Purification of Acid Sulfate Soil Runoff Water Using Biochar: a Meso-Scale Laboratory Experiment

Abstract

Acid sulfate soils worldwide pose a risk to water bodies due to acidic, metal-rich runoff. Efficient water protection methods to reduce this diffuse load in forestry sites do not exist currently. Biochar is a promising adsorbent due to its high porosity and ion exchange capacity but has not been studied for water protection for forestry in acid sulfate soils. Our objective was to study the metal adsorption capacity of biochar for acid sulfate soil runoff water, where several metals are competing for the adsorption. We also assessed whether the use of wood ash in biochar reactors can improve adsorption.

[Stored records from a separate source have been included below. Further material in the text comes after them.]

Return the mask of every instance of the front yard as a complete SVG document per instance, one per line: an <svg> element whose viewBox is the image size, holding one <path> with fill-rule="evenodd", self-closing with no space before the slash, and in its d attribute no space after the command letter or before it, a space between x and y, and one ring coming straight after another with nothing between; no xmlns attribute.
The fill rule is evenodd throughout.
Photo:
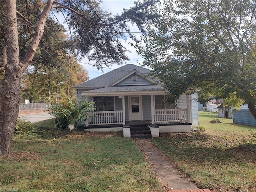
<svg viewBox="0 0 256 192"><path fill-rule="evenodd" d="M152 142L199 187L256 191L255 128L228 119L209 123L214 118L200 112L205 132L160 134ZM1 157L0 190L164 191L134 140L122 133L56 137L52 120L37 124L36 134L14 135L11 155Z"/></svg>
<svg viewBox="0 0 256 192"><path fill-rule="evenodd" d="M213 191L256 191L256 138L252 126L199 112L202 133L160 134L154 143L199 187Z"/></svg>
<svg viewBox="0 0 256 192"><path fill-rule="evenodd" d="M163 191L135 142L120 133L44 138L14 137L11 155L2 158L0 190Z"/></svg>

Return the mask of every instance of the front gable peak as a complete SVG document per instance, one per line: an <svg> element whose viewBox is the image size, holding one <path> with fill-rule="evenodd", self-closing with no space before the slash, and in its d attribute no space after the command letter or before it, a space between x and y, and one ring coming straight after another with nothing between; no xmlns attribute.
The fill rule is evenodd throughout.
<svg viewBox="0 0 256 192"><path fill-rule="evenodd" d="M157 82L147 76L146 74L143 74L134 69L114 82L110 86L152 85L156 84Z"/></svg>

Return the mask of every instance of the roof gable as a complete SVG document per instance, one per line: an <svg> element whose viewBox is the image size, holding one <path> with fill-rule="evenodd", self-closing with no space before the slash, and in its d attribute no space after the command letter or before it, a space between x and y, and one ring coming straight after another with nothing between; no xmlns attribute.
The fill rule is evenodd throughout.
<svg viewBox="0 0 256 192"><path fill-rule="evenodd" d="M134 69L110 85L110 86L149 85L156 84L156 81Z"/></svg>
<svg viewBox="0 0 256 192"><path fill-rule="evenodd" d="M151 70L134 64L127 64L110 71L81 84L73 87L75 89L93 87L103 88L109 86L122 79L128 74L136 70L138 73L146 76Z"/></svg>

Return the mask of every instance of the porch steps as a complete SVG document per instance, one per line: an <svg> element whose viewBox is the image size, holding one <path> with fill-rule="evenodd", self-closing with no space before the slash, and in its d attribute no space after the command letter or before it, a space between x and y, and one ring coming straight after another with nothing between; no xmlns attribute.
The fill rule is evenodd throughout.
<svg viewBox="0 0 256 192"><path fill-rule="evenodd" d="M131 138L150 138L152 135L148 126L131 126Z"/></svg>

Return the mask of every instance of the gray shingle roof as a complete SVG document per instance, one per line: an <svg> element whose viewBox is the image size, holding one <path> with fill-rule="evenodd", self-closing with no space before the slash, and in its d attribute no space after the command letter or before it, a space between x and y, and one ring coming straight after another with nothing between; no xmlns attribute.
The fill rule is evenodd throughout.
<svg viewBox="0 0 256 192"><path fill-rule="evenodd" d="M129 86L116 86L106 87L89 91L84 91L84 93L115 92L126 91L160 91L161 86L159 85L139 85Z"/></svg>
<svg viewBox="0 0 256 192"><path fill-rule="evenodd" d="M149 69L135 65L127 64L81 84L74 86L73 87L75 89L76 88L107 87L134 69L145 75L150 73L151 71Z"/></svg>

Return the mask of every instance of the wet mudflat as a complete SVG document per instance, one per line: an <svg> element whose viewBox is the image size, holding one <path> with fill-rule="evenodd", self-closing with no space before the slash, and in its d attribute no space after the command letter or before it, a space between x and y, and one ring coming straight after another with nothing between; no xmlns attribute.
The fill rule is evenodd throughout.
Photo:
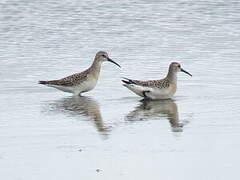
<svg viewBox="0 0 240 180"><path fill-rule="evenodd" d="M238 179L240 4L236 1L0 2L0 177ZM37 84L87 68L74 97ZM121 77L160 79L173 100L141 101Z"/></svg>

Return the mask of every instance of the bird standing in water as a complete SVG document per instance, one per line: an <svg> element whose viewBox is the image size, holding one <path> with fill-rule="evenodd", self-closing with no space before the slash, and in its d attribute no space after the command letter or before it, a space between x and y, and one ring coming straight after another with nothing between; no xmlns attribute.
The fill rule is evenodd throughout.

Furthermore, we studied if desorption occurs when the metal concentrations in the water decrease. In a meso-scale laboratory experiment, hundreds of liters of runoff water from acid sulfate soils were circulated through biochar and biochar-ash filled reactors. We extracted water samples from the inlet and outlet of the reactors and determined the metal concentrations (Al, Fe, Co, Ni, Cu, Zn, and Cd). These were used to construct adsorption kinetics models. We studied desorption by diluting the water and measuring the concentration changes. Biochar increased the solution pH and adsorbed multiple metals simultaneously. The adsorption capacity and rate were higher in biochar-ash reactors than in the biochar reactors. Biochar-ash reactors adsorbed 70–99% of six of the seven metals. However, Al was released from ash. We observed no significant desorption after the dilutions. Therefore, biochar could be considered as a potential water protection tool in forests located on acid sulfate soils.